La conjoncture financière n'est toutefois guère favorable. Le service de la dette africaine a été estimé à 12-14 milliards de dollars lors de la Conférence économique d'Abuja (Nigeria) et les politiques « d'ajustement » sont mal supportées : la Zambie a abandonné son programme d'austérité, alors que la Côte-d'Ivoire, pays « modèle », n'est plus en mesure de faire face aux échéances. Le rôle de l'État est au centre des débats économiques, mais deux faits demeurent : la baisse des recettes provenant des exportations n'a pas été enrayée et les aléas climatiques ont encore affecté durement la Namibie, le Mozambique ainsi que le Mali, le Niger et l'Éthiopie. Vivement alarmé par la progression du Sida en Afrique centrale et orientale, où 10 p. 100 de la population des grandes villes sont séro-positifs, le premier Congrès des hommes de science africains, réuni sous l'égide de l'Unesco à Brazzaville, est peut-être porteur d'espoir.

Alain Dubresson

Amérique du Nord

Canada

Avec la disparition de René Lévesque, le 1er novembre, une page de l'histoire du Canada et du Québec est-elle définitivement tournée ? On peut le croire ; surtout depuis l'été, quand le principe de l'adhésion de la « Belle Province » à la Constitution canadienne a été définitivement acquis. Fort d'une bonne santé économique, le pays semble se tourner encore un peu plus vers sa vocation nord-américaine. Le 6 octobre, après seize mois de négociations acharnées, le Canada et les États-Unis ont décidé de libéraliser définitivement leurs échanges en éliminant avant dix ans tous les droits de douane existant entre eux.
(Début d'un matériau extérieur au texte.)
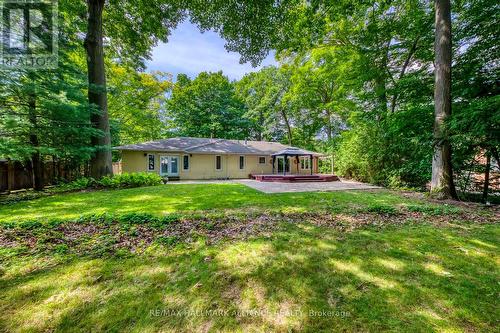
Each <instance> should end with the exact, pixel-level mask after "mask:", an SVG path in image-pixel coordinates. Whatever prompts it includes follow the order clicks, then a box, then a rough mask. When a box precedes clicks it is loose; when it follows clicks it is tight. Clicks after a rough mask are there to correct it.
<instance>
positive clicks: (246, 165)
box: [238, 155, 247, 170]
mask: <svg viewBox="0 0 500 333" xmlns="http://www.w3.org/2000/svg"><path fill="white" fill-rule="evenodd" d="M242 157H243V168H241V164H240V159H241V158H242ZM246 167H247V158H246V156H245V155H240V156H238V170H245V169H246Z"/></svg>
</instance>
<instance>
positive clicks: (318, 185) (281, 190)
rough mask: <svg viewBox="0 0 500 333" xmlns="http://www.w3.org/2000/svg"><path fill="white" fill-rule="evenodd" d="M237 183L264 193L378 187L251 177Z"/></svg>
mask: <svg viewBox="0 0 500 333" xmlns="http://www.w3.org/2000/svg"><path fill="white" fill-rule="evenodd" d="M235 182H237V183H239V184H243V185H246V186H248V187H251V188H254V189H256V190H258V191H261V192H264V193H289V192H319V191H343V190H370V189H380V188H381V187H379V186H373V185H369V184H364V183H359V182H353V181H347V180H342V181H337V182H318V183H315V182H304V183H277V182H276V183H275V182H259V181H256V180H252V179H239V180H235Z"/></svg>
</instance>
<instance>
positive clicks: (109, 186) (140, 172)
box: [98, 172, 162, 188]
mask: <svg viewBox="0 0 500 333" xmlns="http://www.w3.org/2000/svg"><path fill="white" fill-rule="evenodd" d="M160 184H162V179H161V177H160V176H159V175H158V174H156V173H147V172H137V173H123V174H120V175H115V176H105V177H103V178H101V180H99V182H98V185H99V186H101V187H108V188H127V187H140V186H154V185H160Z"/></svg>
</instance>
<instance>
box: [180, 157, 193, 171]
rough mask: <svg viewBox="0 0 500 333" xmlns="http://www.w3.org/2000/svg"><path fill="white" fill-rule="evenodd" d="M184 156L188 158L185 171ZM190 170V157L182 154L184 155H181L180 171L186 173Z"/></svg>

Pourtant, le Premier ministre, Brian Mulroney, ne souhaite pas oublier la vocation mondiale du Canada. N'a-t-il pas décidé unilatéralement, au sommet francophone de septembre, d'effacer les dettes de sept pays africains ? Geste généreux... mais plutôt mal reçu par les Français soucieux de garder l'initiative sur le continent noir.

États-Unis

« En 1945, les États-Unis contrôlaient 40 p. 100 de l'économie mondiale ; aujourd'hui, cette part a diminué de moitié et, parallèlement, les engagements militaires se sont accrus. Ce déséquilibre menace notre sécurité sur le plan à la fois militaire et économique », écrivait cette année l'Atlantic Monthly. Si l'on se réfère aux énormes déficits de la balance commerciale et de la dette internationale américaine (254 milliards de dollars au mois de septembre), ce bilan n'est pas dépourvu d'objectivité. Des pans entiers de l'économie nationale sont absorbés par l'étranger : la prestigieuse maison d'édition Doubleday a été rachetée par le géant allemand Bertelsmann, les fameuses armes Smith and Wesson reprises par les Britanniques et les disques CBS vendus à Sony. Cette vague de rachats est accélérée par la baisse du dollar en dessous des 6 francs et surtout à 140 yens, contre 240 deux ans auparavant. La montée irrésistible du yen aboutit à une véritable colonisation de l'Oncle Sam par l'Empire du Levant : 10 milliards de dollars d'investissements nippons en un an. L'opinion a beau se raidir, condamner Toshiba, interdire à Fijitsu le rachat de Fairchild, rien n'y fait, et surtout pas les déclarations des responsables américains décidés à laisser flotter le dollar à la baisse comme moyen de réponse à l'affolement boursier du mois d'octobre.

Les hommes politiques en sont-ils réduits à subir le déclin ? La question se pose à propos de la fin de la présidence de Ronald Reagan : le champion du libéralisme est acculé à accepter une hausse des impôts et une réduction d'un déficit budgétaire qu'on a laissé filer jusqu'alors, contraint également de voir deux de ses candidats à la direction de la Cour suprême, les juges Bork et Ginsburg, récusés par l'opinion et par l'establishment.

Ces reculs de Ronald Reagan s'accompagnent d'une extraordinaire série d'échecs pour les candidats à sa succession : Gary Hart compromis dans une histoire d'alcôve, Joseph Biden accusé d'imposture, le « télévangéliste » Pat Robertson coupable d'immoralité... La liste est si longue qu'un autre postulant a pu dire avec humour : « nous sommes candidats à la présidence, pas à la sainteté ».